POSTED: 01:30 a.m. HST, Oct 20, 2010
Mayor Peter Carlisle said yesterday that he supports a bill to ban tents and other large objects from urban sidewalks during daylight hours.
"It's an obvious problem," Carlisle told City Councilwoman Ann Kobayashi and state Rep. Scott Saiki (D, Moiliili) yesterday during a meeting in his office, with reporters present. "The good news is that I think we believe that there is a reasonable likelihood that this will be found legal."
Carlisle said he will either sign the bill or allow it to become law without his signature. The mayor has until end of business Monday to act on the bill, which was prompted by complaints about homeless people occupying sidewalks.
When police will begin enforcing the bill is a separate issue. A Police Department official joined other city officials last week in warning that the law might not be enforceable unless "pedestrian use zones" mentioned in the bill are clearly delineated.

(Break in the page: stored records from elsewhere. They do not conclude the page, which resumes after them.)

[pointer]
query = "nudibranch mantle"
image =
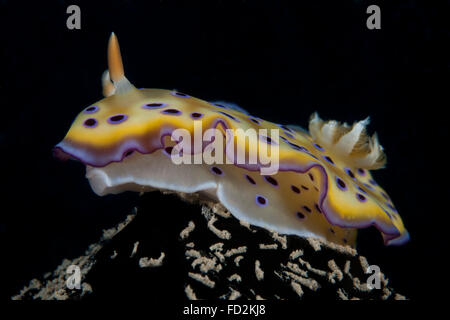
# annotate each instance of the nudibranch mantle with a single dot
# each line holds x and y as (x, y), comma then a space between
(323, 187)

Another city official estimated it would cost at least $250,000 and possibly take years to define all the borders that would fall under the bill.
Lori Nishimura, an executive assistant to Carlisle and a longtime deputy prosecutor assigned to analyze city laws, said yesterday it would be up to the Police Department to decide whether pedestrian zones are clearly delineated.
Nishimura said that in Portland, Ore., where a similar law exists, only two or three tickets have been issued, and none have been challenged in court.
Kobayashi and Saiki presented to Carlisle a petition yesterday from 300 patrons of the McCully-Moiliili Library urging him to sign the bill.
Neighbors say up to several dozen homeless people camp on the sidewalk in front of the library during all hours of the day.
Kobayashi said the bill is not designed to penalize homeless people, but to ensure residents can walk freely on sidewalks.